# Mercury 40hp Outboard



## Magnum

Ok so here is my problem. I bought a used boat and motor. The motor is a 1998 40HP Mercury. It has electric start and trim, real fancy motor. Well it did not come with any paperwork and I am trying to figure out if I need to mix the gas and If I do what ratio. It's a 2 stroke so I know it needs to be mixed, but it almost looks like it has an oil injector pump so I would just put straight gas into the tank, mix oil into the motor ( The cap says use TCW-III)

So here I am with a boat and a half tank of fuel and no idea how to fill it. The gas in the tank now is discolored, like it is mixed... or gas stabil added to it. 

Anyone have a motor like this or know where I can get some info?


----------



## Dutch6

http://www.capitaldistrictmarina.com/mercury_40hp2cyl_portable_clasic.htm


----------



## Dutch6

http://www2.shopping.com/xPO-Mercury_Mariner_Outboard_Repair_Manual_2_5_60_Hp_2_Stroke_1998_2002


----------



## Dupontster

You should call a Mercury dealer and maybe get a manual or some kind of informational book...That is VERY important, so you want to do it right....


----------



## dems4me

Magnum said:
			
		

> Ok so here is my problem. I bought a used boat and motor. The motor is a 1998 40HP Mercury. It has electric start and trim, real fancy motor. Well it did not come with any paperwork and I am trying to figure out if I need to mix the gas and If I do what ratio. It's a 2 stroke so I know it needs to be mixed, but it almost looks like it has an oil injector pump so I would just put straight gas into the tank, mix oil into the motor ( The cap says use TCW-III)
> 
> So here I am with a boat and a half tank of fuel and no idea how to fill it. The gas in the tank now is discolored, like it is mixed... or gas stabil added to it.
> 
> Anyone have a motor like this or know where I can get some info?
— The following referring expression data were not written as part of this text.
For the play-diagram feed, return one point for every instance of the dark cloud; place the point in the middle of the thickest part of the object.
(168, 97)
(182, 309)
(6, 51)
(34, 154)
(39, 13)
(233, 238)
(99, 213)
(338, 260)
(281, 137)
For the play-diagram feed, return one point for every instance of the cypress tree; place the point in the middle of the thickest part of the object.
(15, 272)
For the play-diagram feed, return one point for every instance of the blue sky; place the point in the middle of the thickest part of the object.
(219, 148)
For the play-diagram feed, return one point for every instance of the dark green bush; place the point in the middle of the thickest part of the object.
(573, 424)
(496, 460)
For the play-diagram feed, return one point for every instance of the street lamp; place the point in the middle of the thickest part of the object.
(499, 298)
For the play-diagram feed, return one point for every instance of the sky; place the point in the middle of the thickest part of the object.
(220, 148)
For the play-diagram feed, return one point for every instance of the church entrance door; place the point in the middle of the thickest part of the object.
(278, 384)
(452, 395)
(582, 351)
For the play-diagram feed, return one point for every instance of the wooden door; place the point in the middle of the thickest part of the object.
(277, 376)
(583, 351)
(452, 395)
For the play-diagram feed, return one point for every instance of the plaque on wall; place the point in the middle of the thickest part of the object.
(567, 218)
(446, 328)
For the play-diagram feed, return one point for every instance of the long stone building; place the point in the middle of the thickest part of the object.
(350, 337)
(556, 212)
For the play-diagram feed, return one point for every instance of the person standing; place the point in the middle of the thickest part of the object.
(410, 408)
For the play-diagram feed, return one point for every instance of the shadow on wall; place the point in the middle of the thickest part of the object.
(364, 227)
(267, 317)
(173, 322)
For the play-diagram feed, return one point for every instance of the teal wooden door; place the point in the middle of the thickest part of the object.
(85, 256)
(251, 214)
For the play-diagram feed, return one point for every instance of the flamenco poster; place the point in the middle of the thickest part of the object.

I called a Mercury dealer a few weeks ago with pretty much the same question, she said all Mercs that are not racing boats should be 50-1 ratio and that its been that way since I think she said 1959 I believe it was.  I was calling about a Force which is an older Mercury and I was in the clear with a 1989 on the 50-1 as well. 

A manual is also a great idea, I was able to find an old 1974 manual a few years ago on ebay. It was a miracle, but ebay had it.   Good luck! Also there's a few websites that were also helpful called oldmercs.com  and http://mercuryoutboards.com/ that should be of help!


----------



## mandylee

*merc outboard*

My fiance has a 14' jon with a 25 merc and his ratio is 50/1, usually 8oz of oil per 6 gallons. Check the back of the merc oil for correct ratio for 50/1.


----------



## Magnum

I talked to a few marine mechanics today, they all say they need to look to be totally sure but to them it sonds like I have and oil injected motor, which means I run plain gas in the tank and the motor mixes itself. I am going to try to take it down to the marina tomorrow, let them take a look.


----------



## wmburdette

The engine features two protection systems - a low oil level alarm and overheat warning horn - to guard against potential engine damaging situations.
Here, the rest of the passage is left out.